It is true there is a trade off with old school design speakers. Old subs typically more efficient but need more air space. One reason that isobaric sub enclosure design was so popular shrink the enclosure design and improve the linearity of the drivers. I love the image dynamics IDQ or IDMAX subs for that very reason they are very linear, smaller enclosures and give you the improved excursion without killing efficentcy. Best of both worlds. (the morel primos have impressed me too unreal) I also like the old lanzar dc series subs too. 
I find it surprising that out of all the new amps avalible he came up with a handful he would like too have. That's sad. You can get great sound quality from old school amps just understand what you're getting into like vw said. Knowing how to shop gives you a much better chance of success.


----------



## SilkySlim (Oct 24, 2012)

New amps have an edge on built in flexibility and features like crossovers and such. 


Sent from my iPad using Tapatalk


----------



## PPI_GUY (Dec 20, 2007)

SilkySlim said:


> I prefer great sounding equipment.

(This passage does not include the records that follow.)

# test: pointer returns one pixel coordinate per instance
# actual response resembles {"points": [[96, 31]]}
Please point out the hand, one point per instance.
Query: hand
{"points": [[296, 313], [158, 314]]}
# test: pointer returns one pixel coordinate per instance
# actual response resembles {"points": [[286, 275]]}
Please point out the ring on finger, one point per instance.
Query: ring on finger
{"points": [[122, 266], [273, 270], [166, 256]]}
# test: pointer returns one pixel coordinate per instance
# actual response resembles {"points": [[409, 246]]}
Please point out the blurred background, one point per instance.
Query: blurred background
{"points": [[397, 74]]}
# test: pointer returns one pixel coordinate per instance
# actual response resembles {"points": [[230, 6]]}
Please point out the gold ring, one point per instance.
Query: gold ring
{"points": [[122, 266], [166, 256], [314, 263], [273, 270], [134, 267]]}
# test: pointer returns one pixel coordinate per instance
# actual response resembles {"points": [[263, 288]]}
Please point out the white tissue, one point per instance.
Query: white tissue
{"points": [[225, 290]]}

First off new or old that is my number one criteria to sound good.
> It is true there is a trade off with old school design speakers. Old subs typically more efficient but need more air space. One reason that isobaric sub enclosure design was so popular shrink the enclosure design and improve the linearity of the drivers. I love the image dynamics IDQ or IDMAX subs for that very reason they are very linear, smaller enclosures and give you the improved excursion without killing efficentcy. Best of both worlds. (the morel primos have impressed me too unreal) I also like the old lanzar dc series subs too.
> I find it surprising that out of all the new amps avalible he came up with a handful he would like too have. That's sad. You can get great sound quality from old school amps just understand what you're getting into like vw said. Knowing how to shop gives you a much better chance of success.

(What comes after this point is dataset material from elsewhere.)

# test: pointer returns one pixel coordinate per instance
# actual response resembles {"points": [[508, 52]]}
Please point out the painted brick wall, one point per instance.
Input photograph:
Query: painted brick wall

I'm using a mix of old and new in my daily driver. New components (PPI 356 comps), old school amps (PPI 4200am & 2150am), in-between subs (two IDQ10 D4 V1) and a Pioneer 1.5 DIN headunit from the late 90's. Continuing along the analogy introduced above...think of a 65 Mustang with a modern powerplant and updated suspension.


----------



## SilkySlim (Oct 24, 2012)

That's awesome I bet it sounds good. If you need a spare 2150m I have a clean one. I'm to lazy to post and sell it there's a part of me that thinks if I hang on to it long enough I'll put in a system. If I know someone has a system or needs more power I'm a sucker. 
Anyway great series amps. Nice subs. How do you like the highs. They look like they have potential and the price is right. Like the analogy. 
Have a couple of those hybrid systems myself.


----------



## Darth SQ (Sep 17, 2010)

PPI_GUY said:


> I'm using a mix of old and new in my daily driver. New components (PPI 356 comps), old school amps (PPI 4200am & 2150am), in-between subs (two IDQ10 D4 V1) and a Pioneer 1.5 DIN headunit from the late 90's. Continuing along the analogy introduced above...think of a 65 Mustang with a modern powerplant and updated suspension.


What's your opinion on the PPI PC3.65C 3way set?


Bret
PPI-ART COLLECTOR


----------



## SilkySlim (Oct 24, 2012)

Review time tell us the deal we are dying to know?

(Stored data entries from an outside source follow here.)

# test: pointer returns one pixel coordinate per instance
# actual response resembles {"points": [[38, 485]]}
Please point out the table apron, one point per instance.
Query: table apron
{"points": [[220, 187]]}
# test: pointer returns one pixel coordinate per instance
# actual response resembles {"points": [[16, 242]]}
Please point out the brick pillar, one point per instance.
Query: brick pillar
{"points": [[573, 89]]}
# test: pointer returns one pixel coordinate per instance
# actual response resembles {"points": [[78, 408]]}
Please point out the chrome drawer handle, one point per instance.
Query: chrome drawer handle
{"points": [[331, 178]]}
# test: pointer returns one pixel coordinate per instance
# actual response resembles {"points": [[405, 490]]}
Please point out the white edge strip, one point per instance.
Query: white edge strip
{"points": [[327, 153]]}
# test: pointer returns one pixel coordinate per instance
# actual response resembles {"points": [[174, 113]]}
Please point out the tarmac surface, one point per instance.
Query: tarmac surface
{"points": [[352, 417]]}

Sent from my iPad using Tapatalk


----------



## Darth SQ (Sep 17, 2010)

SilkySlim said:


> Review time tell us the deal we are dying to know?
> 
> 
> Sent from my iPad using Tapatalk


I'm embarrassed to say I own three sets of them and still haven't moved along far enough to answer my own question. 
What I do know about them is that Grizz designed them to kick ass in an A pillar install.
The tweeter is a direct design match of the Focal and is made by the same company.
The mid is designed to be the perfect solution for staging and imaging due to it's ability to be mounted up high above the dash as opposed to the kicks.


Bret
PPI-ART COLLECTOR


----------